The weakness of global communications today is that it is trunked via a terrestrial network, which is easy to monitor and switch off. To overcome this there needs to be a global network that's based in the sky using satellites. Blocking downlink signals is possible, but only within line of sight of the receiving station, making reception much easier. Cost, however, is currently an issue.

It has also shown that having a cause to die for (Ukraine) makes for a motivated nation, whereas having no cause to die for (Russia) is a hindrance.

Friday, 18 March 2022

Nixie Clock

 Earlier this month we became addicted to watching the series Travelers (spelling is American) on Netflix.

In the series, one of the protagonists has a valve, digital clock, which took Hay's fancy - and mine.

It's called a Nixie clock, of which there is a number of variants, all using Soviet era valves that preceded LEDs. You can buy kits on-line, but I wanted a complete clock, so I had a look on eBay and bang - I found one in Ukraine.

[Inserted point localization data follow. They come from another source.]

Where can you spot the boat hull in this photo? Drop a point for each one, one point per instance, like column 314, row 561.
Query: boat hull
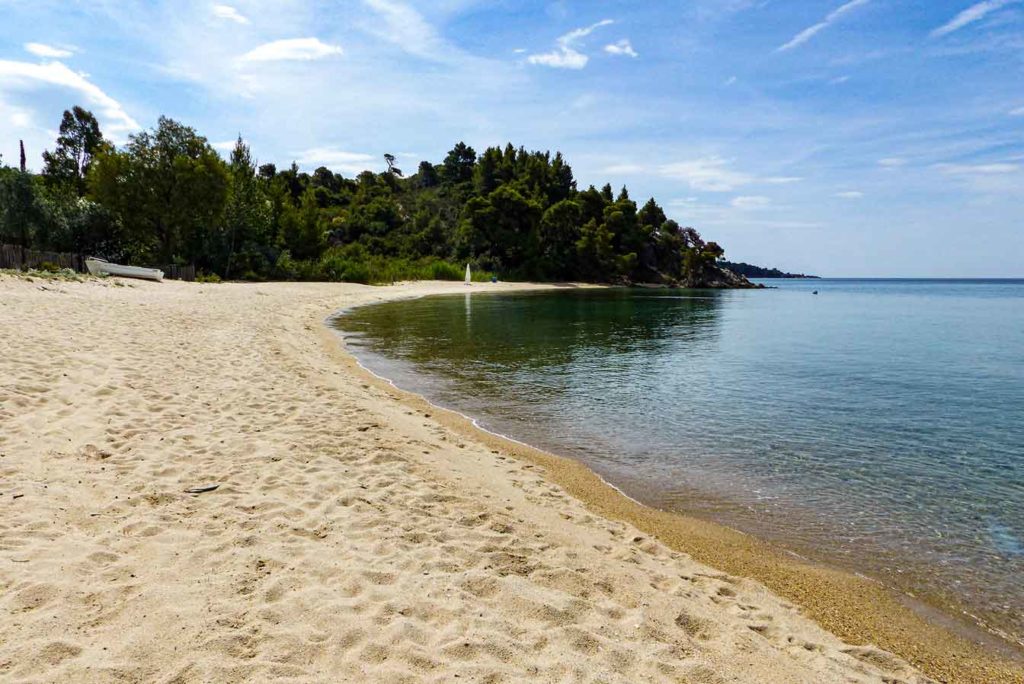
column 100, row 267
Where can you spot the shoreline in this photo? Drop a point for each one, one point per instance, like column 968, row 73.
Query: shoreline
column 356, row 530
column 926, row 631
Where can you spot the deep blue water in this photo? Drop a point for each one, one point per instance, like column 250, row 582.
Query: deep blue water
column 879, row 424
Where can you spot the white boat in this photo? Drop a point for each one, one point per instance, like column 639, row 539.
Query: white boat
column 98, row 266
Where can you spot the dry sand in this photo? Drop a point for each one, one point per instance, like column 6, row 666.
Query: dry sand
column 352, row 538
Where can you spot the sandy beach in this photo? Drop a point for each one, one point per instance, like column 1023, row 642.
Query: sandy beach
column 356, row 533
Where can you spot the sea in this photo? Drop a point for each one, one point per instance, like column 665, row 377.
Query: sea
column 877, row 425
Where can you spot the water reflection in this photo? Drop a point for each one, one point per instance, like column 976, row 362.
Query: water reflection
column 881, row 423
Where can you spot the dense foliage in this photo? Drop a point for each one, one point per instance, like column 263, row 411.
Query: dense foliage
column 750, row 270
column 167, row 197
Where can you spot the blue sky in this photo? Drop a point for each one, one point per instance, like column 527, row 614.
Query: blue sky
column 865, row 137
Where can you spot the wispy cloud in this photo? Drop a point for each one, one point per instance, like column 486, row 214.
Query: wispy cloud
column 565, row 54
column 337, row 160
column 229, row 13
column 996, row 168
column 711, row 174
column 22, row 75
column 812, row 31
column 750, row 202
column 624, row 168
column 970, row 15
column 44, row 50
column 401, row 25
column 294, row 49
column 622, row 47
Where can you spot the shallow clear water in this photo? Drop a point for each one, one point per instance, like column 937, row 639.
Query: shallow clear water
column 879, row 424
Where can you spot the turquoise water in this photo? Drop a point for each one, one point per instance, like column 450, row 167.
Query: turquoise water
column 878, row 425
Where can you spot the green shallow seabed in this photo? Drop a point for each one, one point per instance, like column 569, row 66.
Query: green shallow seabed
column 879, row 424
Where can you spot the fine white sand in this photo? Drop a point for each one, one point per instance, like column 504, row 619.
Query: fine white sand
column 352, row 537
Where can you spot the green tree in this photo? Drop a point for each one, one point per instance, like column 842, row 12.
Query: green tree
column 247, row 215
column 168, row 188
column 20, row 208
column 458, row 165
column 78, row 142
column 301, row 227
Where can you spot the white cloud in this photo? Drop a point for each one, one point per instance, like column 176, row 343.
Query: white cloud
column 624, row 168
column 44, row 50
column 751, row 202
column 229, row 13
column 401, row 25
column 978, row 169
column 623, row 47
column 970, row 15
column 812, row 31
column 710, row 174
column 565, row 54
column 339, row 161
column 294, row 49
column 28, row 76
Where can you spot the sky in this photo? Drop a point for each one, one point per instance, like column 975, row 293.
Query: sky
column 839, row 137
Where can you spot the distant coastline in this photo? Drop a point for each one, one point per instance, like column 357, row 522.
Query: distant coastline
column 750, row 270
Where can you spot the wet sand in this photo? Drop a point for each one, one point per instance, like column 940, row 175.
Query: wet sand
column 356, row 531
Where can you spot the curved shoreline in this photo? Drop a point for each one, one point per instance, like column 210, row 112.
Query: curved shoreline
column 855, row 607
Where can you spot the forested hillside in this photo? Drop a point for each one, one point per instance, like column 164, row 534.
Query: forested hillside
column 750, row 270
column 167, row 197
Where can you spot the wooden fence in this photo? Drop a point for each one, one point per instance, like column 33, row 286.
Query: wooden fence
column 12, row 256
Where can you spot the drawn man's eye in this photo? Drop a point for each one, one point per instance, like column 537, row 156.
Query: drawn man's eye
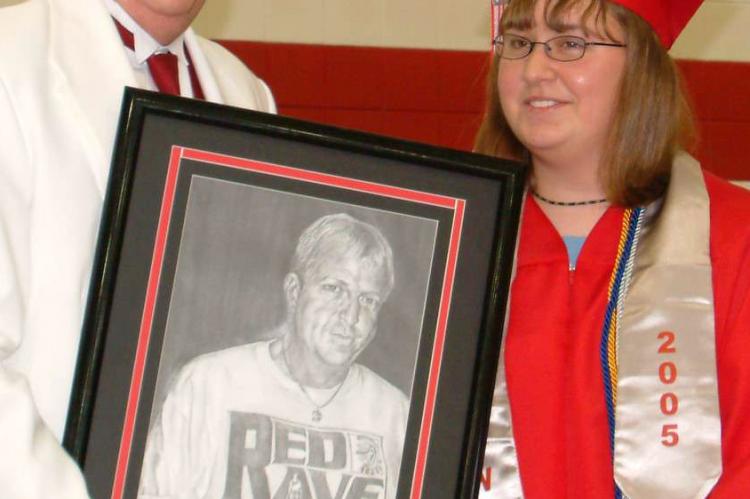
column 370, row 301
column 331, row 287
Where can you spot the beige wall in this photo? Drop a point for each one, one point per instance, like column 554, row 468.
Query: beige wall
column 720, row 30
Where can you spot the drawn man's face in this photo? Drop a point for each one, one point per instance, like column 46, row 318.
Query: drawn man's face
column 335, row 307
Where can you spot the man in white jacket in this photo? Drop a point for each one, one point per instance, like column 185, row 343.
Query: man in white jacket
column 63, row 66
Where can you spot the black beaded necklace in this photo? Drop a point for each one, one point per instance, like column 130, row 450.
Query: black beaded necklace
column 566, row 203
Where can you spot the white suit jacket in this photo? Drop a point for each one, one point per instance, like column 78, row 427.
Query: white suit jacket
column 62, row 73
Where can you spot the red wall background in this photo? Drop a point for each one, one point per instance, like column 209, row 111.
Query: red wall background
column 437, row 96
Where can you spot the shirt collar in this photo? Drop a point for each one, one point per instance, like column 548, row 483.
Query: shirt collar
column 144, row 44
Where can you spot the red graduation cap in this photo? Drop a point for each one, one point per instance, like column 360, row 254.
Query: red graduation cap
column 667, row 17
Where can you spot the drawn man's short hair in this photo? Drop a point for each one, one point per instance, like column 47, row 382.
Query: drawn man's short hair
column 343, row 235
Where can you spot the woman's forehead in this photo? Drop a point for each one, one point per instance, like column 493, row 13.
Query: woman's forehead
column 559, row 15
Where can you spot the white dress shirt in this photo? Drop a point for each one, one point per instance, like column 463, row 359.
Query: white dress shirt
column 145, row 46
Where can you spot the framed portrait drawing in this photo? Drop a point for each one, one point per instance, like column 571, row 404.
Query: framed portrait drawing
column 281, row 309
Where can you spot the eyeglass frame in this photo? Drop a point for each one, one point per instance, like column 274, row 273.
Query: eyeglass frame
column 498, row 45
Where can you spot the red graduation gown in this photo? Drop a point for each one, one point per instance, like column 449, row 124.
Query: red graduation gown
column 552, row 352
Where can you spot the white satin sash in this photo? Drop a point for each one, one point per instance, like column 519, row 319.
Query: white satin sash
column 668, row 431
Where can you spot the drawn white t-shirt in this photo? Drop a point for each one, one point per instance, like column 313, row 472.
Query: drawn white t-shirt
column 234, row 426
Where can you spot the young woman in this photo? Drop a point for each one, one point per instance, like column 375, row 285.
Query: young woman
column 624, row 368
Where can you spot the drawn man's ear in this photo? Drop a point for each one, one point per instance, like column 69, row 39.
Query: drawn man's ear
column 292, row 286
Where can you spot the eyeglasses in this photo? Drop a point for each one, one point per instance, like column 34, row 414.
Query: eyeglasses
column 560, row 48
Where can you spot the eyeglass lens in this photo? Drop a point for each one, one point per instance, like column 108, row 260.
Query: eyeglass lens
column 561, row 48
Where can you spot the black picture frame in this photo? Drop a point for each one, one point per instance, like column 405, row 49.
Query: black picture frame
column 203, row 207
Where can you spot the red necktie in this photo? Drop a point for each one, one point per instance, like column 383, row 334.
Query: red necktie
column 163, row 67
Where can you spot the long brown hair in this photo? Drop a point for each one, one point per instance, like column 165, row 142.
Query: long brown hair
column 652, row 122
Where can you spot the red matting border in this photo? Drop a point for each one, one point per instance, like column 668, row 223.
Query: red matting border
column 175, row 162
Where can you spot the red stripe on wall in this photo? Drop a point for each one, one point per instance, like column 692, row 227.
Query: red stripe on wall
column 436, row 96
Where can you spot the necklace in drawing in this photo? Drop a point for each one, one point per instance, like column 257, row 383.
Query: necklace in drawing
column 317, row 413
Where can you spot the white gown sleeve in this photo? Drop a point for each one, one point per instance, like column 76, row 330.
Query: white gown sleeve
column 33, row 465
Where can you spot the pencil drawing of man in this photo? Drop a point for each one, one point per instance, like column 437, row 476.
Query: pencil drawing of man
column 296, row 416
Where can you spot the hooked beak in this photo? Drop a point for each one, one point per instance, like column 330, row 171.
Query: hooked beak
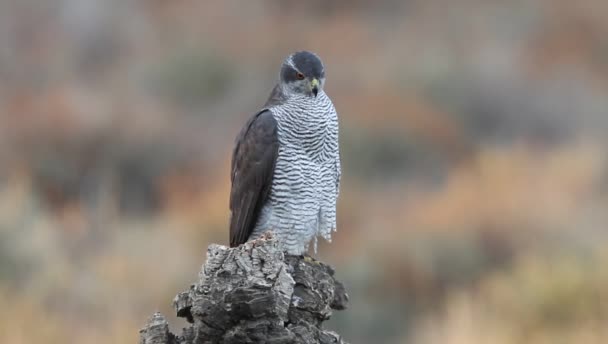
column 314, row 86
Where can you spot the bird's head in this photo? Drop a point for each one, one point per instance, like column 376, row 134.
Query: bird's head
column 302, row 73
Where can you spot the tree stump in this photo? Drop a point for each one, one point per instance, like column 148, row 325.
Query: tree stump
column 254, row 294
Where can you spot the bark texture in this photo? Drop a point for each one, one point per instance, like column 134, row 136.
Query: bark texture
column 254, row 294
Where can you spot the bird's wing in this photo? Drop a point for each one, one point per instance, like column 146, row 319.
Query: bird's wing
column 253, row 162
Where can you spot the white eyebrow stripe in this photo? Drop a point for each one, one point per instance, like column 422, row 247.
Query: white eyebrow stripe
column 289, row 62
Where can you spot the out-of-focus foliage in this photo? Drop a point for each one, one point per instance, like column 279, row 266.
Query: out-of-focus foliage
column 474, row 202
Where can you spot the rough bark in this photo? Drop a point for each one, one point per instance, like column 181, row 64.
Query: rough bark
column 254, row 294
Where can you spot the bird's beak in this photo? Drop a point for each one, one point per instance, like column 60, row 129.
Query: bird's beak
column 314, row 86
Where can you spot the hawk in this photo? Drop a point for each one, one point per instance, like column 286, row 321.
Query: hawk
column 285, row 171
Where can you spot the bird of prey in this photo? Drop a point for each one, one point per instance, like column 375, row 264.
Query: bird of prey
column 285, row 170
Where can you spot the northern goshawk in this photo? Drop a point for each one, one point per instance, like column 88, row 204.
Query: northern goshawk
column 285, row 171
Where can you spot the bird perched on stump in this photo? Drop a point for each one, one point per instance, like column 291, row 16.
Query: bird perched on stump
column 285, row 170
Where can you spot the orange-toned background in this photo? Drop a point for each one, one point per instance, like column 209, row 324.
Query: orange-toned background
column 474, row 203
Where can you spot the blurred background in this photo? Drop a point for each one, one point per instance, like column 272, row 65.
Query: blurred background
column 474, row 201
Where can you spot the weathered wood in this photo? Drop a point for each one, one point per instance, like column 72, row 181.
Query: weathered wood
column 254, row 294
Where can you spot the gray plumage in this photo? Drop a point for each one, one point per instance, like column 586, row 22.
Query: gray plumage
column 286, row 163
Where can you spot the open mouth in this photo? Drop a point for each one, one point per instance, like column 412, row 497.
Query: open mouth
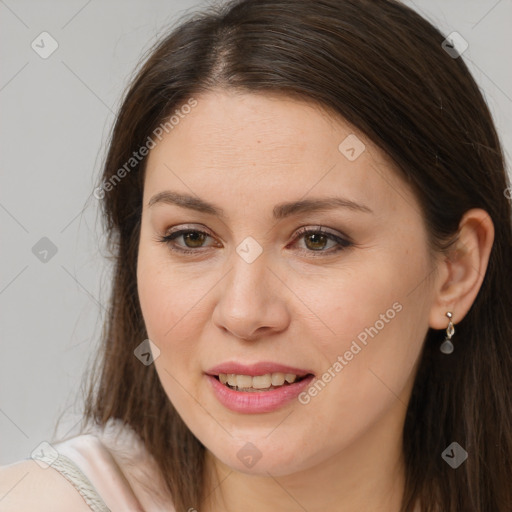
column 259, row 383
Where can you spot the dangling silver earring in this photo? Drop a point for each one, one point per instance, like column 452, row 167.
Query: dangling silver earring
column 447, row 345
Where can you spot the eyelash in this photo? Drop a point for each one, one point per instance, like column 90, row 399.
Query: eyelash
column 342, row 242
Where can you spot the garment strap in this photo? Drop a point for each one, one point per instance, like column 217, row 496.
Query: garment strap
column 74, row 475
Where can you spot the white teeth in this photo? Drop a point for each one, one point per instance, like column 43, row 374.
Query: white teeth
column 247, row 382
column 244, row 381
column 262, row 381
column 277, row 379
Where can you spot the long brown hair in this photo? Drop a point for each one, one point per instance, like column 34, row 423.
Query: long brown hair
column 380, row 66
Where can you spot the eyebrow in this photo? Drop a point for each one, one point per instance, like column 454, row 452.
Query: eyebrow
column 280, row 211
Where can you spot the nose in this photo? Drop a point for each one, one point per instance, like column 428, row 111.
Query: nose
column 254, row 300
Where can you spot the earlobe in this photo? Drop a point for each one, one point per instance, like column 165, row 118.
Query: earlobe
column 463, row 268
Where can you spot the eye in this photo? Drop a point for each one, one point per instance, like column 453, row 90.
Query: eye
column 193, row 237
column 315, row 240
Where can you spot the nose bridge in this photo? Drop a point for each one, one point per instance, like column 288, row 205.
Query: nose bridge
column 249, row 300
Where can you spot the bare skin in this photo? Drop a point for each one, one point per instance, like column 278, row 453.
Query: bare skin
column 298, row 303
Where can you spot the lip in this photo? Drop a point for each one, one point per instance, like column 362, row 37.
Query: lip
column 257, row 402
column 255, row 369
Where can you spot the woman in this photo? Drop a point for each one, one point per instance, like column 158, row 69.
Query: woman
column 310, row 308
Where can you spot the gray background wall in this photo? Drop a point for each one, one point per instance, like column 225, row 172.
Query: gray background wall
column 55, row 116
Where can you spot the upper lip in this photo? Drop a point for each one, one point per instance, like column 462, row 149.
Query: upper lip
column 254, row 369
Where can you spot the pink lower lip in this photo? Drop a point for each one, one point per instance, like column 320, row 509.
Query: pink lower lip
column 259, row 401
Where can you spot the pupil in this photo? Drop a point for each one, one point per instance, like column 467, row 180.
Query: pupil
column 197, row 236
column 318, row 236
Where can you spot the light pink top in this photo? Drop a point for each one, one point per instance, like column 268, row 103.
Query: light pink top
column 112, row 470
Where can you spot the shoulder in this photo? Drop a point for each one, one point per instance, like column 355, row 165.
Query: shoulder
column 25, row 485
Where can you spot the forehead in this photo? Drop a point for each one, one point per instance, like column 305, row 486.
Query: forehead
column 269, row 147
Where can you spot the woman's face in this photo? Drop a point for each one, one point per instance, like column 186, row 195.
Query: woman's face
column 261, row 296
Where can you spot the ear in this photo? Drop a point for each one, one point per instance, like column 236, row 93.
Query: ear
column 461, row 271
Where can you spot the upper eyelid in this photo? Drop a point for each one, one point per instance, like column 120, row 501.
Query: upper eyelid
column 300, row 230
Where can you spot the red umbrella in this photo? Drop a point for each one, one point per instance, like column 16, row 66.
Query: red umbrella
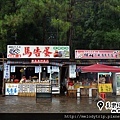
column 100, row 68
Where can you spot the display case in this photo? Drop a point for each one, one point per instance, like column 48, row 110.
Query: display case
column 43, row 91
column 55, row 80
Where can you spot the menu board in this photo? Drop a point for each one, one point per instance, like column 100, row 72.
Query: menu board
column 118, row 84
column 107, row 87
column 27, row 88
column 11, row 89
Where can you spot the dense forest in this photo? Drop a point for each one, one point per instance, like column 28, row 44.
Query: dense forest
column 82, row 24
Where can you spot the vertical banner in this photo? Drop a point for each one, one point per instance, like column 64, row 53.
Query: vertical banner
column 6, row 71
column 11, row 89
column 12, row 69
column 55, row 69
column 48, row 69
column 37, row 69
column 72, row 73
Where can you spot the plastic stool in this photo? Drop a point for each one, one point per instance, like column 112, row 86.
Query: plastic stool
column 103, row 95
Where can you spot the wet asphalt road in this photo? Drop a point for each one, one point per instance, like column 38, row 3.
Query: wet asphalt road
column 58, row 104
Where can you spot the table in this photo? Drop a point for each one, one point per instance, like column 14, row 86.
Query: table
column 72, row 93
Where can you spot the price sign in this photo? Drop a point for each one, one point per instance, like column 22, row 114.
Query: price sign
column 105, row 87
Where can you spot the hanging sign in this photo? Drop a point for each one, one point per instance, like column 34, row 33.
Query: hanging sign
column 55, row 69
column 6, row 71
column 107, row 87
column 32, row 51
column 72, row 69
column 97, row 54
column 37, row 69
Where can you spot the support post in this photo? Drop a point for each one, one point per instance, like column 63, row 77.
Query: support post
column 3, row 82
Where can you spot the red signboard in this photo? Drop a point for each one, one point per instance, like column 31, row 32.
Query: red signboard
column 97, row 54
column 39, row 61
column 37, row 51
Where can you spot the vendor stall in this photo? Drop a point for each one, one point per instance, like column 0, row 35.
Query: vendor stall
column 29, row 65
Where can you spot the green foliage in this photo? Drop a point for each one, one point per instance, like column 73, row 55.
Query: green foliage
column 93, row 24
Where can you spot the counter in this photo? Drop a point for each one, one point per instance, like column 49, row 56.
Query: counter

The bloke selling them is based in Lviv, Ukraine, and after having purchased it, I contacted him and said I wasn't bothered if he needed the cash and didn't send it. Well, he did send it, bless him, and it's now in transit.

It wasn't particularly expensive either.- $94, including postage.

Thursday, 17 March 2022

Nooddorpen for Refugees

Overheard in the kitchen - The Chairman is cleaning resin gunk from behind his wedding ring at the sink:

Hay: "What are you doing?"

Chairman: "Cleaning my ring."

Hay: "Yuk - shouldn't you use toilet paper for that, and certainly not the sink?"

When I was a kid living in Rotterdam in the 50s, the place was peppered by what we called Noordorpen - emergency villages for those who had been made homeless by Rotterdam being flattened by the Nazis. 'Nood' is emergency and 'dorpen' is villages.

One such village was about half a mile across an open field, directly opposite our flat in Rotterdam South. A hospital has since been built there.

It strikes me that this is a solution to the Ukrainian refugee situation. Many of the prefabs that were built in Bristol during and after WWII have only just been demolished, so they last a long time.

I've thought for a long time that they are a solution for the homeless, except that the homeless would have to move to the area where the emergency villages are, which has consequences for family ties, jobs and a host of other issues. Such issues, however, aren't present for refugees. They would ensure the refugees stick together for mutual support and their needs (schooling, therapy, health) can be serviced on a concentrated level much more efficiently and cost-effectively.

Mind you, the process put in place by the government will ensure we receive only a trickle of refugees. Gove has made a big issue from the system being uncapped, but that's like the marketing a lot of internet companies make - they advertise uncapped data, but throttle the speed down to a level that's practically unusable. 

Wednesday, 16 March 2022

The Workshop

Well, we've made a start on the garage and workshop - something we should have built when we built the house. 8 years late isn't too bad, I suppose. I say garage and workshop, but what I really mean is lampshade production facility. Excavation started on the 7th and the foundation concrete pour was on Saturday. 

It's being done in three phases, as we don't have all the money - if we hadn't bought the static caravan I could have built 4 garages.

This is a rough idea of what it will look like when finished. I knocked this up as plan for Colin, our tame builder. The garage part is actually going to be longer than illustrated.

Rather than a garage door, like on the plan, I'm probably going to leave the garage section open and use a roll-up wall, which I saw at our local Lotus/Morgan dealership.

It only needs to be closed in the instance of when I'm doing any spraying, so this closure is perfect. Rather than green, I'll choose something in keeping with the oak cladding - silver grey, or similar.